While the causes of pseudogout are unknown, there’s a striking association with age, and the condition is rare under 50 years. It is often associated with other conditions like trauma, surgery, hyperparathyroidism, gout, and haemochromatosis. Thus, it seems that the deposits of the CPPD crystals follow degenerative or metabolic changes in cartilage. 

SYMPTOMS 

There are two common presentations of pseudogout. The first is that of acute inflammation in a single joint (monarthritis), mimicking the classic acute attack of gout. The commonest presentation is sudden onset of severe pain, stiffness, and swelling developing over 6-24 hours. The knee is usually the site of involvement, followed by the wrist, shoulder, ankle, and elbow. The joint is acutely inflamed, red, and swollen and the patient, especially the elderly, may have a fever and be generally unwell and even confused. The acute attack usually clears within 1-3 weeks but may recur in another joint. Between attacks symptoms may be completely absent, or there may be low-grade symptoms like those of rheumatoid arthritis. These patterns can persist for life. 

A more chronic form of this condition resembles rheumatoid arthritis in the elderly. Presentation is with chronic pain, stiffness, and limitation of mobility in the knees, wrists, shoulders, elbows, hips, and midfoot. Acute attacks may be superimposed on this chronic background of pain and inflammation. 

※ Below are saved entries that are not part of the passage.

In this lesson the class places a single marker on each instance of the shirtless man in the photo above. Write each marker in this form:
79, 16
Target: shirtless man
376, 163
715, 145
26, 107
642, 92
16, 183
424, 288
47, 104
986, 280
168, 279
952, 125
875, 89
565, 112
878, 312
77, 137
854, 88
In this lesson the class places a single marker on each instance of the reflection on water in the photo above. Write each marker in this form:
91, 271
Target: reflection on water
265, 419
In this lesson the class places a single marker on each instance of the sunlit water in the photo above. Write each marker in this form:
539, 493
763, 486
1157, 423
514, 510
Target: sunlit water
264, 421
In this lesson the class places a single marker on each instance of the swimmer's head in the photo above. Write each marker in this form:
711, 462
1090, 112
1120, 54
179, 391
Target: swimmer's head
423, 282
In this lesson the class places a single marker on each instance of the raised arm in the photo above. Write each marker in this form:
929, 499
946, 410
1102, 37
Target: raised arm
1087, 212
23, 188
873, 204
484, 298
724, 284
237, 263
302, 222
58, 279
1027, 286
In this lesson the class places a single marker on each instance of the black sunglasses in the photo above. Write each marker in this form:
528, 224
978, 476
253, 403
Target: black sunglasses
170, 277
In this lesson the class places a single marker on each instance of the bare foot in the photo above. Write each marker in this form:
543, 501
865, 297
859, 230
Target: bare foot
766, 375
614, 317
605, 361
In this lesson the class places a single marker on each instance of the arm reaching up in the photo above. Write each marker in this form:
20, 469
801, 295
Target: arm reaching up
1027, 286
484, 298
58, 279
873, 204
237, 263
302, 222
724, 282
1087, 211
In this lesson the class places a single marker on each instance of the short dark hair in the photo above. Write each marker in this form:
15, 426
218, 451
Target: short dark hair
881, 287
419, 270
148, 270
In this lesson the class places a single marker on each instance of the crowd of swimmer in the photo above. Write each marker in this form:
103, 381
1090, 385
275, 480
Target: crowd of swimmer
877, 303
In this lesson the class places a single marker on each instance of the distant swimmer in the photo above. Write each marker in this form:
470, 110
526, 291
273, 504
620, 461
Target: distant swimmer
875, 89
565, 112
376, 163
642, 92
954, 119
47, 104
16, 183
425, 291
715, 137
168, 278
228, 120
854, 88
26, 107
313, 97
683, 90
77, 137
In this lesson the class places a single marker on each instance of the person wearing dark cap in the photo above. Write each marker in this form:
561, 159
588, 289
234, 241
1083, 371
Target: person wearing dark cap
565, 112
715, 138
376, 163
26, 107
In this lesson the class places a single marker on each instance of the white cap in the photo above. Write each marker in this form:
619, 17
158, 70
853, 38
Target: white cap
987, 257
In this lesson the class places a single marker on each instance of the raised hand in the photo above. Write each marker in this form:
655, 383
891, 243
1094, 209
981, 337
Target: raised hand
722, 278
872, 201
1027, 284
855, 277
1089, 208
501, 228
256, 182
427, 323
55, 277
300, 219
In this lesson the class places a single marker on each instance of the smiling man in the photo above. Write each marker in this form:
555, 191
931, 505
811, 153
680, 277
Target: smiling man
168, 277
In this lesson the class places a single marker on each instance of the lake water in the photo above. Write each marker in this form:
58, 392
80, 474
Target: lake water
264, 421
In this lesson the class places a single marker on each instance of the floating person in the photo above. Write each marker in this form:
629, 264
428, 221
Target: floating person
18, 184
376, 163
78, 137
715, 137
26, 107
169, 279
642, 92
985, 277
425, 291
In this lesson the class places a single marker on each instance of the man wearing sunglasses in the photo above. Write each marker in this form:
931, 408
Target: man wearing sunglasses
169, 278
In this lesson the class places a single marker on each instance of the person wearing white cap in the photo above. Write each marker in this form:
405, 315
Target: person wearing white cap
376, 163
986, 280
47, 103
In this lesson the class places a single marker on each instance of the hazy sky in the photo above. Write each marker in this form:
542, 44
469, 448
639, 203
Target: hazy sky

Pseudogout may coexist with and aggravate osteoarthritis. Joint swelling and local heat and thickening of the joint lining (the synovium) occur. 

TREATMENT 

The aims of treatments are to reduce symptoms, identify and treat triggering illnesses and rapidly mobilise the patient once inflammation has settled. Elderly patients often have other coexisting conditions and local therapies are often the best. Low dose oral colchicine may be quite effective. If the joint is swollen from inflammation, it should be drained and injected with cortisone. Symptomatic therapy is also possible using anti-inflammatories (NSAIDs), or newer safer anti-inflammatory drugs known as COXIBs. 

Patients with progressive large joint involvement such as the knee may benefit from joint replacement.